Google Chrome has a little egg in it. When you don't have a network, opening a random URL will bring up a Dino Run. Press the space bar to jump. Of course, just open chrome://dino to play this mini-game. Recently, Ravi Munde, a graduate student from Northeastern University (USA), used reinforcement learning to control Dino Run.
The following content from the Ravi Munde blog, artificial intelligence headline compilation:
This article will start with the foundation of reinforcement learning and detail the following steps:
Build bidirectional interfaces between browsers (JavaScript) and models (Python)
Capture and preprocess images
Training model
Evaluation
Reinforcement learning
For many people, reinforcement learning may be a new word, but in fact children learn to use the concept of reinforcement learning (RL), which is how our brains still work. The reward system is the basis of any RL algorithm. Just like a child's toddler step, positive rewards will come from parents' applause or candy, while negative rewards will be no candy. Children learn to stand up before they start walking. In terms of artificial intelligence, the main objective of the agent (Dino in our case) is to maximize a certain digital reward by performing a specific sequence of operations in the environment. The biggest challenge in the RL is the lack of oversight (marking data) to guide the agent, which must explore and learn on its own. Agents start with random actions, observe the rewards of each action, and learn how to predict the best action when facing similar environmental conditions.
Caption: Vanilla Reinforcement Learning Framework
Q-learning
We use Q-Learning (a kind of RL) to try to approximate a special function that can drive the action selection strategy of any sequence of environmental states. Q-Learning is a modelless implementation of RL that updates the Q-table for each state, action taken, and reward received. It allows us to understand the structure of the data. In our example, the status is a screenshot, action, motionless, jump [0,1] of the game.
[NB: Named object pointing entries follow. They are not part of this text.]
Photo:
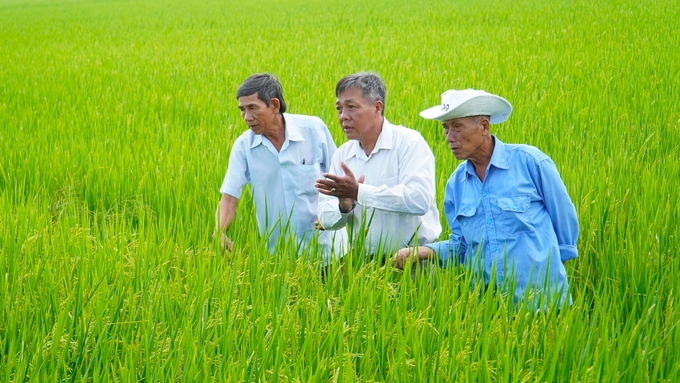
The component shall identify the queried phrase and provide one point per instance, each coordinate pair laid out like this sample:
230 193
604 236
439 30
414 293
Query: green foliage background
116 120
We solve this problem by regression and choose the action with the highest predicted Q value.
Legend: Q-table sample
▌ Settings
First set the environment:
1, select the virtual machine
We need a complete desktop environment where we can capture and use screenshots to train the model. I chose the Paperspace ML-in-a-box (MLIAB) Ubuntu image. The advantage of MLIAB is that it comes preloaded with Anaconda and many other ML libraries.
2. Set up and install Keras to use the GPU
Paperspace's virtual machine is pre-installed. If not, you can do the following:
Pip install keraspip install tensorflow
In addition, in order to ensure that the GPU can be set to identify, execute the following python code, and you should see the available GPU devices:
From keras import backend as KK.tensorflow_backend._get_available_gpus()
3, install Dependencies
Selenium:
Pip install selenium
OpenCV:
Pip install opencv-python
Download Chromedrive:
Http://chromedriver.chromium.org
▌ game framework
Open chrome://dino and press the spacebar to play this game. If you need to modify the game code, you need to extract the game from chromium's open source library.
Since this game is written in JavaScript and our model is written in Python, we need to apply some interface tools.
Selenium is a popular browser automation tool for sending operations to the browser and obtaining different game parameters such as the current score.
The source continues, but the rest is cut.